Glycyrrhizin (licorice)-induced hypokalemic myopathy. Report of 2 cases and review of the literature.

Fifty-nine cases of glycyrrhizin (licorice)-induced hypokalemic myopathy (GIHM), 2 females treated in our departments (85 and 73 years old) and 57 cases reported in the literature were studied, and conditions leading to the onset, factors, clinical manifestations, laboratory assessments, muscle biopsy findings, treatment and outcome were discussed. The 59 GIHM cases comprised 32 men, 25 women and 2 patients without record of sex; the average age was 55.2 years. In many cases, conditions leading to the onset of GIHM were habitual licorice ingestion, ingestion of antituberculosis agents containing licorice and long-term ingestion of licorice-containing agents for chronic gastritis, chronic hepatitis or chronic dermatitis.

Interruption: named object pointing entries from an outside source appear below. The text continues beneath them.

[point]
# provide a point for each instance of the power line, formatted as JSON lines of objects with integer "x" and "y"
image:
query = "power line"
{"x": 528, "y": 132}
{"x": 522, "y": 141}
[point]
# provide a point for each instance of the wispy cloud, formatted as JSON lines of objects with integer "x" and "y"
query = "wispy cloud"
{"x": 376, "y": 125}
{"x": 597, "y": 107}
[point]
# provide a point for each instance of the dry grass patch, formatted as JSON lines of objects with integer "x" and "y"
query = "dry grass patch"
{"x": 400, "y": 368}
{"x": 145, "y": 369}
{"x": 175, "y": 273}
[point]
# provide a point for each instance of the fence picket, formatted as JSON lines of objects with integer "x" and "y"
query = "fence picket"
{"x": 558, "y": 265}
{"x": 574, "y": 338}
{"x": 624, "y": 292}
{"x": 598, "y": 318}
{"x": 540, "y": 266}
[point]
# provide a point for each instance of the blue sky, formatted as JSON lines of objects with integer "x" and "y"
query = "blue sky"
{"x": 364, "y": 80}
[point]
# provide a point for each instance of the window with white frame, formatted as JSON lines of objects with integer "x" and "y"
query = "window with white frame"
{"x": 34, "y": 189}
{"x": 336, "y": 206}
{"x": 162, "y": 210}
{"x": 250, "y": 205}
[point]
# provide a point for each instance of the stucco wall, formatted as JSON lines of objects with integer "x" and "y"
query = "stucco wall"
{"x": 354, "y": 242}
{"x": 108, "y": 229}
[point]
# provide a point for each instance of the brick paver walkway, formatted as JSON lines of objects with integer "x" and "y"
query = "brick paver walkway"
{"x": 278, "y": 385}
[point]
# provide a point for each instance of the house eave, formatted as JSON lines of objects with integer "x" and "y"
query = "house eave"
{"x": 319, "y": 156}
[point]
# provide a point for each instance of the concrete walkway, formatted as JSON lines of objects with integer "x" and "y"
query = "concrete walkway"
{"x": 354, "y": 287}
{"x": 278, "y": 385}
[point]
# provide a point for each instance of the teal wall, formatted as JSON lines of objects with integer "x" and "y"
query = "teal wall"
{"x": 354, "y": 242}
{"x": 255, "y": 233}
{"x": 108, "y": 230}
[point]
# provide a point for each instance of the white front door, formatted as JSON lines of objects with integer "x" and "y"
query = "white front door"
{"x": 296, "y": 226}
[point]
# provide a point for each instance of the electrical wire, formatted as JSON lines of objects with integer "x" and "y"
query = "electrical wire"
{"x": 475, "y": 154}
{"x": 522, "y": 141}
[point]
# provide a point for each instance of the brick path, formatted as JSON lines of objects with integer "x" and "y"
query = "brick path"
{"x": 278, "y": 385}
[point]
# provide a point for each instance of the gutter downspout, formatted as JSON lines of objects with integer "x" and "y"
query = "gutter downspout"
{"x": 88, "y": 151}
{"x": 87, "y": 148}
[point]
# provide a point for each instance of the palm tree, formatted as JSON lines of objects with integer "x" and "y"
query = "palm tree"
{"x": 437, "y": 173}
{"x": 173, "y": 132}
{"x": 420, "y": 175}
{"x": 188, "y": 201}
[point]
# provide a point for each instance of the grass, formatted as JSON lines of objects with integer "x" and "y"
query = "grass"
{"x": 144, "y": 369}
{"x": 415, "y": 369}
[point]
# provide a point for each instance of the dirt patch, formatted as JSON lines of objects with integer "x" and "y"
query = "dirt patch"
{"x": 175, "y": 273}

The combined use of hypotensive diuretic agents increased the risk of GIHM in an overwhelming number of cases. The main clinical symptom was flaccid quadriplegia in almost all cases, with muscle pain in 32.2% and peripheral dysesthesia in the extremities, manifested mainly by numbness (27.1%). Laboratory findings included a mean serum K+ value of 1.98 mEq/l (56 GIHM cases), a mean creatine kinase of 5,385.7 IU/l (n = 30), a mean blood aldosterone concentration of 2.92 ng/dl (n = 30; normal: 2.0-13.0 ng/dl) and a mean plasma renin activity of 0.17 ng/ml/h (n = 27; normal: 0.8-4.4 ng/ml/h). Muscle biopsy was performed in 17 of the 59 cases with resultant findings of myopathic changes consisting mainly of phagocytosis, necrotic fibers, vacuolar degeneration, together with sporadic neurogenic changes. Complete cure was attained in 57 of the 59 cases of GIHM by discontinued ingestion of glycyrrhizin (licorice) and potassium supplement.